The Delegation of the European Union to Nepal and the United Nations Population Fund, in coordination with the Ministry of Women, Children and Senior Citizens together with relevant provincial and local authorities, have launched the project.
As the COVID-19 crisis continues to put women and girls at increased risk of GBV, the project is said to ensure provision of critical services for GBV survivors in seven municipalities.
The project will support One Stop Crisis Management Centres (OCMC), psychosocial services, and access to shelters, among other immediate response service, Delegation of the European Union to Nepal informed.
Working hand in hand with public and non-state actors, the project will strengthen and accelerate efforts to prevent and respond to GBV by addressing the emerging challenges and pre-existing gaps worsened by the COVID-19 pandemic.
“GBV continues to remain a major barrier in the government’s ongoing efforts to materialise its motto of Happy Nepali and Prosperous Nepal. Various reports have revealed that COVID-19 has worsened the situation of GBV further in Nepal and also globally. Additional and collaborative efforts from all sides is the need of the hour to control GBV,” said Dal Rawal, Minister for Social Development, Karnali Province.
“I am happy to learn that the EU has provided financial contribution to UNFPA Nepal to implement the two-year project, which aims at enhancing effectiveness of the OCMCs, among other support, to end GBV in the states.”
"Various harmful practices and gender-based violence remain a pertinent problem in the community. Data shows that State 2 has the highest number of GBV cases reported during COVD-19,” said Dev Kumari Khatri, chief of Social Development Division under the Ministry of Social Development of State 2
“A holistic and integrated approach is required to address violence against women and girls.
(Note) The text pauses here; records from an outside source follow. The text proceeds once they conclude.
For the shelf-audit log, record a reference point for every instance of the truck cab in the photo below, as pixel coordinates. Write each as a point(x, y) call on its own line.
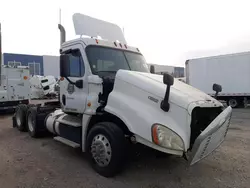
point(109, 99)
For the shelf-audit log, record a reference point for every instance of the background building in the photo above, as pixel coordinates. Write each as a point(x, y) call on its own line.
point(34, 62)
point(177, 72)
point(51, 65)
point(38, 65)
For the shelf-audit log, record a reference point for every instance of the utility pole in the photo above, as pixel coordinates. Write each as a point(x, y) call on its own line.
point(0, 55)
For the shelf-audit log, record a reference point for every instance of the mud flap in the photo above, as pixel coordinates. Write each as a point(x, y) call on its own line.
point(211, 137)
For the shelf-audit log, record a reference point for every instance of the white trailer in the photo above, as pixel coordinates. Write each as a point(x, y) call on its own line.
point(109, 99)
point(231, 71)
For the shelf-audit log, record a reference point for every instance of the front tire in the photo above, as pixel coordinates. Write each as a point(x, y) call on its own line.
point(20, 117)
point(106, 148)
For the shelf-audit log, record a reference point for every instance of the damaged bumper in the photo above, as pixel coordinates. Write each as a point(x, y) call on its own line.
point(211, 137)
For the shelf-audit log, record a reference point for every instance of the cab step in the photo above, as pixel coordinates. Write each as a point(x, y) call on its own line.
point(67, 142)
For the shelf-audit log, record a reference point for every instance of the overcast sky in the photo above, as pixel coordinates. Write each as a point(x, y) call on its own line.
point(167, 32)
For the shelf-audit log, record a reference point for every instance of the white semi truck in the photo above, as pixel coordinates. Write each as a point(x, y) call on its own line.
point(109, 99)
point(231, 71)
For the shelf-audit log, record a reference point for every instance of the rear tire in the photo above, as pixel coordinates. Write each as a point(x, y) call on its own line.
point(106, 148)
point(19, 119)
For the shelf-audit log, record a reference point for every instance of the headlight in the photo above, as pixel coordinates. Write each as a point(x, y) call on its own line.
point(165, 137)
Thus the provincial government wants to work with external development partners in ending GBV,” Khatri added.
National statistics paint a grim picture of GBV in the country, with one in five women aged 15 to 49 experiencing physical violence since the age of 15, and at least one in four married women subjected to physical, sexual, or emotional violence by their partner.
Other harmful practices such as early marriage disproportionately affect women, where 40 per cent of women nationwide were married by age 18, compared with 11 per cent of men in 2016, despite the legal age of marriage for both sexes being 20 years.
As the pandemic has evolved, emerging data from actors on the frontline indicates that GBV has intensified across the country.
In both Karnali and State 2, COVID-19 infection rates and GBV incidents are high. A rapid assessment of the availability of GBV response services in the two states has also indicated serious gaps.
“Protection of women and girls is a priority for the EU and in emergency settings this can be a matter of life or death”, stated Nona Deprez, Ambassador, Delegation of the European Union to Nepal.
The project, financed by the EU with 700,000 Euros, comes at a time when the resilience of the social sector and its ability to protect women and girls from different forms of violence and deliver justice for survivors has been brought into sharp focus.